Jobless pay: a quandary for Reagan

Whatever President Reagan's ''new federalism'' may bring about in the future, many state governments right now have their hands out to Washington for more help to take care of the jobless.

Seventeen states, according to US Labor Department officials, now owe the federal government $6.72 billion in loans to pay the unemployed, and the total is rising.

This money comes from the so-called Federal Unemployment Account (FUA), lent by Washington interest-free to states that have run out of money to compensate their unemployed.

FUA in turn is asking Congress to appropriate an additional $1.1 billion to bolster the shrinking fund through March 31. After that, if unemployment remains high, the Reagan administration may have to ask legislators for more money.

Only last December Congress appropriated an extra $2.3 billion to replenish FUA coffers, as unemployment nationwide soared to the current 8.9 percent.

House Speaker Thomas P. O'Neill Jr. (D) of Massachusetts pledges swift congressional action to keep a pipeline of aid going to Americans who have lost their jobs.

Nothing better illustrates the havoc wrought on federal budgets than the kind of recession in which the US economy now is mired.

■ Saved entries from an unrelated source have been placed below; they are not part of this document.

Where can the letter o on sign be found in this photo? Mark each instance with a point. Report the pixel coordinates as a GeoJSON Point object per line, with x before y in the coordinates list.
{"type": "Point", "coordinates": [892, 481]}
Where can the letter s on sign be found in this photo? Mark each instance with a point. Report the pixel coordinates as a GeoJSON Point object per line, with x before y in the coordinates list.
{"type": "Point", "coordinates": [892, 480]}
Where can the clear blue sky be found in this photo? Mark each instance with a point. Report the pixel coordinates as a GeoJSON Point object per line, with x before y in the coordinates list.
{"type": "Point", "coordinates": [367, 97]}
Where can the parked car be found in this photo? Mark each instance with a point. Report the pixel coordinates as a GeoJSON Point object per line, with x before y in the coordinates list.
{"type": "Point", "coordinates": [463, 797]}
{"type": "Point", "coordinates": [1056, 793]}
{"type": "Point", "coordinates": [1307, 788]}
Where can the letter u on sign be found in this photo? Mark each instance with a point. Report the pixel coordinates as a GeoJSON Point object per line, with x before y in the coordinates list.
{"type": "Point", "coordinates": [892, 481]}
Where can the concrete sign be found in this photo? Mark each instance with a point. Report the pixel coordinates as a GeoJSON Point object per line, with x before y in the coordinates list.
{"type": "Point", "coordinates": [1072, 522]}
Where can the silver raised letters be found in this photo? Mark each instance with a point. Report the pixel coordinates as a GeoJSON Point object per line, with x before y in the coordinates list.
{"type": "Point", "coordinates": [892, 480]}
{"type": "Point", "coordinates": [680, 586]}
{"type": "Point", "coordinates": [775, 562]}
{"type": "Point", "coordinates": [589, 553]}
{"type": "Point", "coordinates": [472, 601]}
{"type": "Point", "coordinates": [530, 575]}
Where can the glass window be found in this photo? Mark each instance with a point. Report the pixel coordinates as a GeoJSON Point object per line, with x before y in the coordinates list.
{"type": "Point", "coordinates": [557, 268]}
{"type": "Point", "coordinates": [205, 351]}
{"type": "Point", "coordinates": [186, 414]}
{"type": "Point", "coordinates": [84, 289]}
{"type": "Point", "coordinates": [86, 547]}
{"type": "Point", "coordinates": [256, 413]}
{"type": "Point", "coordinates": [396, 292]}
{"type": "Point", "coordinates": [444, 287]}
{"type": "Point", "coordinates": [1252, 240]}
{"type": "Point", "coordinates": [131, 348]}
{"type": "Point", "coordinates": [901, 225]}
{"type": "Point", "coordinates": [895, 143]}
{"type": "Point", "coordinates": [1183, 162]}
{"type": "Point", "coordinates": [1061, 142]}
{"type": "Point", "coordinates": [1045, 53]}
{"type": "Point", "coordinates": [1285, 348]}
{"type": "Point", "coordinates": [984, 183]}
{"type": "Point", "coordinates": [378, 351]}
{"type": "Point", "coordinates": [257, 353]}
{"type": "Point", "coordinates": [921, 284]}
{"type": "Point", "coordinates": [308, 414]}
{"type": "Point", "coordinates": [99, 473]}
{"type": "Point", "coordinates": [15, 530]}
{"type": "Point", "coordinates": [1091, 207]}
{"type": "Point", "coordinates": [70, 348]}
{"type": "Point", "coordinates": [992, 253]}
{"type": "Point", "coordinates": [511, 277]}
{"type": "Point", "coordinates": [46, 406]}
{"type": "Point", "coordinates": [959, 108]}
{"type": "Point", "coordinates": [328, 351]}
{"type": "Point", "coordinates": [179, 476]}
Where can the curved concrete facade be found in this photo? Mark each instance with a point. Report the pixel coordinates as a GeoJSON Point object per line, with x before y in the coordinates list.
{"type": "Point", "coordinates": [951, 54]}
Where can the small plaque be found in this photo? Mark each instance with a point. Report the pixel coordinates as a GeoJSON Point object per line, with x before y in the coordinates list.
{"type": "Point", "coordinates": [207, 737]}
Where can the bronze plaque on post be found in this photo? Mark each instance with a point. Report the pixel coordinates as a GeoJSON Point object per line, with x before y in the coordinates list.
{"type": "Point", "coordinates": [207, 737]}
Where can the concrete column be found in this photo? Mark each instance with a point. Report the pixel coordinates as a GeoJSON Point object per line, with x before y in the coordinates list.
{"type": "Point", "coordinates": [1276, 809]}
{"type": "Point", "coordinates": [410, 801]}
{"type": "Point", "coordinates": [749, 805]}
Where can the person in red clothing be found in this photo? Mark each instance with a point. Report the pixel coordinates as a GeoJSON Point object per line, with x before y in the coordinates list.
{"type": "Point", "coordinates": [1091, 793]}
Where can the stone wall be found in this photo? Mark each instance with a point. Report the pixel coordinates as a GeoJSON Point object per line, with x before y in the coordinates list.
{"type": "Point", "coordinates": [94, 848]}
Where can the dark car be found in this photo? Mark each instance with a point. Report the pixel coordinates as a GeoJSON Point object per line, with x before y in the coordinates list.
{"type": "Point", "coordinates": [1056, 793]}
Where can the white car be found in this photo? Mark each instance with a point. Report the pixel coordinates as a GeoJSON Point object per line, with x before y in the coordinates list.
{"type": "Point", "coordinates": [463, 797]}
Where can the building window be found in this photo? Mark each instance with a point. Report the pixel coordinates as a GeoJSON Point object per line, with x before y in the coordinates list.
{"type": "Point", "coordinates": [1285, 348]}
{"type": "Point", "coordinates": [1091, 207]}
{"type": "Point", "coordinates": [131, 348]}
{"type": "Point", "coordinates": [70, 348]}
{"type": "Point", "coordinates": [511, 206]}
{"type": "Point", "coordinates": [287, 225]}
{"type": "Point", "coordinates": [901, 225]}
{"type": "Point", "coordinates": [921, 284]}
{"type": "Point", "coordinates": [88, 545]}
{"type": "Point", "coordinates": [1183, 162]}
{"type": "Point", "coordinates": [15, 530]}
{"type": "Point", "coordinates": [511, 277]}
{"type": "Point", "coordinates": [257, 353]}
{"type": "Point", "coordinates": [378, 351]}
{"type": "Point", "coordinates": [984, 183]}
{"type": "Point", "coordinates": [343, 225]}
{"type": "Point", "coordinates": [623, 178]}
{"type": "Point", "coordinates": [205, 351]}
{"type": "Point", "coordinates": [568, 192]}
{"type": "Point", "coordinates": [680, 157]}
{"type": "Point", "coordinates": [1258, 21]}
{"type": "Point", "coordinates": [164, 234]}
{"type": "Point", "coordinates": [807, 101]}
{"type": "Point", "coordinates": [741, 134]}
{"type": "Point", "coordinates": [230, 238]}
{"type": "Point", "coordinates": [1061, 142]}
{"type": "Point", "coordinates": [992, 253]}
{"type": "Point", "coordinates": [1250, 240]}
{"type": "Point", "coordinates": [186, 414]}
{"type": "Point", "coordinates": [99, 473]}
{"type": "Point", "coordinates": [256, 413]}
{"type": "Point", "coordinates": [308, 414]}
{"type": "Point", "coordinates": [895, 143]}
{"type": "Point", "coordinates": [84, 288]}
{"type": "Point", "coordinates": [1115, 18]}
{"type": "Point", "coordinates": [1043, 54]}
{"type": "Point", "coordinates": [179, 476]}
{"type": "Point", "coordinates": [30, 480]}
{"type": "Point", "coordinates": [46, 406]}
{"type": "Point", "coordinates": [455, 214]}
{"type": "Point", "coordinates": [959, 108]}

Each 1 percent rise in unemployment translates into a $25 billion loss to the US Treasury. Fewer workers pay taxes and more jobless people need help.

An increase of only one-tenth of 1 percent in jobless totals, officials say, can add as many as 100,000 Americans to food stamp rolls.

Normally, FUA is supplied with money from a federal tax on the first $6,000 of an employee's income, paid by the employer. Only when the fund runs dangerously low - as now is the case - does the secretary of labor ask Congress for a special appropriation to bolster FUA.

All this supplements money raised by state governments through their own taxes levied on employers' payrolls, typically up to 9 percent on the first $6, 000 paid to each employee. In some states the taxable wage base is higher than $ 6,000.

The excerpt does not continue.